The Phillips curve relationship has undergone a fruitful re exploration in recent years. The effort has been devoted to explain the relation between nominal and real variables in rigorously specified general equilibrium, optimizing models. For example, the so called New Keynesian1 Phillips Curve (NKPC), which describes current inflation as a function of expected future inflation and a measure of output gap, is derived in the context of a general equilibrium, optimizing model, that allows some form of nominal rigidities, either by assuming staggered price setting (for example, in the style of Calvo (1983) model), or by assuming staggered wage setting, or both (for ex. Erceg et al. 1999).
Models with nominal rigidities have been explored mostly in the context of monetary policy analysis. Providing a channel for real effects of monetary disturbances, staggered wage and price settings are in fact a suitable framework to investigate issues such as the optimality of alternative monetary policies.
However, the standard NKPC model predicts counter factual comovement of output and inflation, unless there are large cyclical variations in potential output. For this reason, there have been some attempts to dismiss altogether the particular model of price setting that lies at the heart of the model.

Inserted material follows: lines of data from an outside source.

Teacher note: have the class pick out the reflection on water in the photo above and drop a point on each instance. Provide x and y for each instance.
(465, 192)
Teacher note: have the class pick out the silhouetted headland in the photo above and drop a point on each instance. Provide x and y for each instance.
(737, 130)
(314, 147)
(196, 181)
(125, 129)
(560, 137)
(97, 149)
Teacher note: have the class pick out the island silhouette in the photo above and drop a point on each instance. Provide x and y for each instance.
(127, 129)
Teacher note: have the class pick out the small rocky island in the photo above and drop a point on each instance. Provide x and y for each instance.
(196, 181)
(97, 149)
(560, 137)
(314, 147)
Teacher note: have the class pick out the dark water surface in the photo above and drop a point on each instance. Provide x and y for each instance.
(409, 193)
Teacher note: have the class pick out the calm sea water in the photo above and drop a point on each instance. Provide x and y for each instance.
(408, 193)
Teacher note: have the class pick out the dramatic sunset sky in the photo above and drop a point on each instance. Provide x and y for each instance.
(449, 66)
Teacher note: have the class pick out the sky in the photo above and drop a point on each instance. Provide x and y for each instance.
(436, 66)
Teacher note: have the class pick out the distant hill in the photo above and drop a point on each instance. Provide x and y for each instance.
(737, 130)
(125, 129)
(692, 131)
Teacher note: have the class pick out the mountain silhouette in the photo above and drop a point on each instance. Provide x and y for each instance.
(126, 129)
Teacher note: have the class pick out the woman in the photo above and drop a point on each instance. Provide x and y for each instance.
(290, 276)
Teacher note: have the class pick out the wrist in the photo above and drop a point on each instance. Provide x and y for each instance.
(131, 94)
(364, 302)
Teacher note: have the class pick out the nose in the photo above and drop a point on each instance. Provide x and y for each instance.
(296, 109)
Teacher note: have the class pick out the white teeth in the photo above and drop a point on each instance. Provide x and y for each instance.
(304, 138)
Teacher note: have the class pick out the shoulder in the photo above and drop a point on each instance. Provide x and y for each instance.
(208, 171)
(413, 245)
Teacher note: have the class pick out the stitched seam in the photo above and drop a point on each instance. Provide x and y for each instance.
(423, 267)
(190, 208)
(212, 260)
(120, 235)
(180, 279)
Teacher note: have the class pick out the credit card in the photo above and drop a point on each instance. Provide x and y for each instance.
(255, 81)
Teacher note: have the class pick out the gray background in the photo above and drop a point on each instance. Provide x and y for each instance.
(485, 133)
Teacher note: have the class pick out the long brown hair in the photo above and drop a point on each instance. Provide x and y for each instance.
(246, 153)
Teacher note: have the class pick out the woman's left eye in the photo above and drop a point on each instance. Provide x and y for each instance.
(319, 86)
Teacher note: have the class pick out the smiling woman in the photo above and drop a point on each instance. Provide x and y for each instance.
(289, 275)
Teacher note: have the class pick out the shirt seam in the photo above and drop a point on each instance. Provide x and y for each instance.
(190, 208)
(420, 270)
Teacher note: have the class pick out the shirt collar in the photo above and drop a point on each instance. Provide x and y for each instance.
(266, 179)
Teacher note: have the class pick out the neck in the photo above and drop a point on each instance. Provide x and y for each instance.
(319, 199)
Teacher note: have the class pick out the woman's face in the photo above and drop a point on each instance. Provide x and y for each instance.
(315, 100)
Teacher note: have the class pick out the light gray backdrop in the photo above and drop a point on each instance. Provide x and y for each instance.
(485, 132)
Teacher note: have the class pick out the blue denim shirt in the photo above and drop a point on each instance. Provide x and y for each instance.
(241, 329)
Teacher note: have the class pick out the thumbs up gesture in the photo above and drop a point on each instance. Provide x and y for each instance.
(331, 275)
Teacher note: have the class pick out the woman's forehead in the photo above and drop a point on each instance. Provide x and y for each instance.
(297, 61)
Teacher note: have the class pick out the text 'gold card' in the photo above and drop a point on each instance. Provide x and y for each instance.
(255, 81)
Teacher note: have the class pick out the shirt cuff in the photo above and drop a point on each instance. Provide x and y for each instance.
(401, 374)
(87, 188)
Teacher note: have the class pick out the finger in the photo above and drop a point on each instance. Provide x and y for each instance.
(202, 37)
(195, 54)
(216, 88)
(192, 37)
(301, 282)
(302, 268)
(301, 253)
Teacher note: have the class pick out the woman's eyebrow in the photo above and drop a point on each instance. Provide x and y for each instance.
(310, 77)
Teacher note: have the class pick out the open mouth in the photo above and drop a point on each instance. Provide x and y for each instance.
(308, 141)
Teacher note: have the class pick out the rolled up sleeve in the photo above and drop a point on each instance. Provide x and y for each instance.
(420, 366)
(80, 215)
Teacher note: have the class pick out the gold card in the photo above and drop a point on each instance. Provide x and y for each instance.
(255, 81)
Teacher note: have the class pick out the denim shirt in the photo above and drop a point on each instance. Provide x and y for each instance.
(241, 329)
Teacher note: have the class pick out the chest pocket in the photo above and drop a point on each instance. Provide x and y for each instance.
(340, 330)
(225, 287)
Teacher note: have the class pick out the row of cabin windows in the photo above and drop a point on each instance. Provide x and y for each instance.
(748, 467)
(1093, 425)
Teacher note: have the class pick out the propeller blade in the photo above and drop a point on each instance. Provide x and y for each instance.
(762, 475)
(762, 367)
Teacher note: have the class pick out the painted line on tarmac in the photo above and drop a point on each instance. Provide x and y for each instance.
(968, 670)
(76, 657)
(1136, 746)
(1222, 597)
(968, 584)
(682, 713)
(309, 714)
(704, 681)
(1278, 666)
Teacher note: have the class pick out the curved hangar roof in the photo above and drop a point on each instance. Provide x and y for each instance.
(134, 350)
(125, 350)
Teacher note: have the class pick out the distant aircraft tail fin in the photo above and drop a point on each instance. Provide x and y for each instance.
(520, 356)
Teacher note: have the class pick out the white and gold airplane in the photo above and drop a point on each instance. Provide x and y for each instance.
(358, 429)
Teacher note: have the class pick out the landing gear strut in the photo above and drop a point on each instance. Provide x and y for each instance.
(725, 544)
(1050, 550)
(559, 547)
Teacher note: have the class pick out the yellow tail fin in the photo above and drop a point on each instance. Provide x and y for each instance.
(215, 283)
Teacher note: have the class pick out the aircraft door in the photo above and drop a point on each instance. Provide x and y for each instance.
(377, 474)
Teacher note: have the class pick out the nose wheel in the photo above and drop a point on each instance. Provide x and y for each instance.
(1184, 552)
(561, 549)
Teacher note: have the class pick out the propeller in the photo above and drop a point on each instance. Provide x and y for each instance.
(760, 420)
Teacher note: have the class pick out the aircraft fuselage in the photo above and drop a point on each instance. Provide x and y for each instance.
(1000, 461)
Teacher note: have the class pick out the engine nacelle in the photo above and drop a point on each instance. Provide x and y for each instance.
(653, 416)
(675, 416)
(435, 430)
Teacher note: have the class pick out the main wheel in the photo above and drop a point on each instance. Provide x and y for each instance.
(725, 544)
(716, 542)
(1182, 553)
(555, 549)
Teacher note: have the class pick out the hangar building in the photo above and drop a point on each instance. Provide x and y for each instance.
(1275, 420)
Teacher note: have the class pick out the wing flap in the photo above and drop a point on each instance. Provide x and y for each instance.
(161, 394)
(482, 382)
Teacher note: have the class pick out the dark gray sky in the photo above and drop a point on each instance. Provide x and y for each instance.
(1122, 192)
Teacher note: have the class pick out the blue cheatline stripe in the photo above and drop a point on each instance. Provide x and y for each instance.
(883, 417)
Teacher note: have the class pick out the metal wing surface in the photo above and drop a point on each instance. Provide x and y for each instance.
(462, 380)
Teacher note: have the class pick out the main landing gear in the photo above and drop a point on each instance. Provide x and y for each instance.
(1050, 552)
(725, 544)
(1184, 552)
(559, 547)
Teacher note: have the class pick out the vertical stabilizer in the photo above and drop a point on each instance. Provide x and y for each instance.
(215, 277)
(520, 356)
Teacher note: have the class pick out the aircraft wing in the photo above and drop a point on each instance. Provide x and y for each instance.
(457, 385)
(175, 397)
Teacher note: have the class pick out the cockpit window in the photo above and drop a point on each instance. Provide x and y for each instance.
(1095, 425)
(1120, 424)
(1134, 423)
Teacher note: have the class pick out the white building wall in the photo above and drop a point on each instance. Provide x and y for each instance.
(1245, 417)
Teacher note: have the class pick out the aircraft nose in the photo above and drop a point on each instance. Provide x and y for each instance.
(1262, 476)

Some recent studies, in particular, have questioned the importance of the forward looking component in pricing behavior, by focusing on the empirical failure of the inflation output equation that it implies. For example, Fuhrers (1997) empirical results point to a negligible role of future inflation in an estimated inflation output relationship, specified in a way that is intended to nest the New Keynesian Phillips Curve specification, the more complex variant proposed by Fuhrer and Moore (1995), and purely backward looking Phillips Curve specifications. Roberts (1997, 1998) argues instead that the New Keynesian Phillips Curve fits reasonably well when survey measures are used to approximate inflation expectations, but that it does not fit well under the hypothesis of rational expectations. He thus proposes a model with an important backward looking component in inflation expectations, which amounts to weakening the weight put on the forward looking terms in his aggregate supply relation.
Some other recent work has shown, however, that, unlike tests of the standard NKPC model, tests of the pricing equation alone, derived from a staggering price model, seem to fit inflation data quite well, providing empirical support for the hypothesis of nominal price rigidity, and for the importance of forward looking determinants of price setting behavior.In particular, Sbordone (1998) shows that, taking as given the evolution of unit labor costs, the dynamic of inflation predicted by sticky price models tracks actual data very closely, and imply a degree of price stickiness very much in line with that found through survey evidence.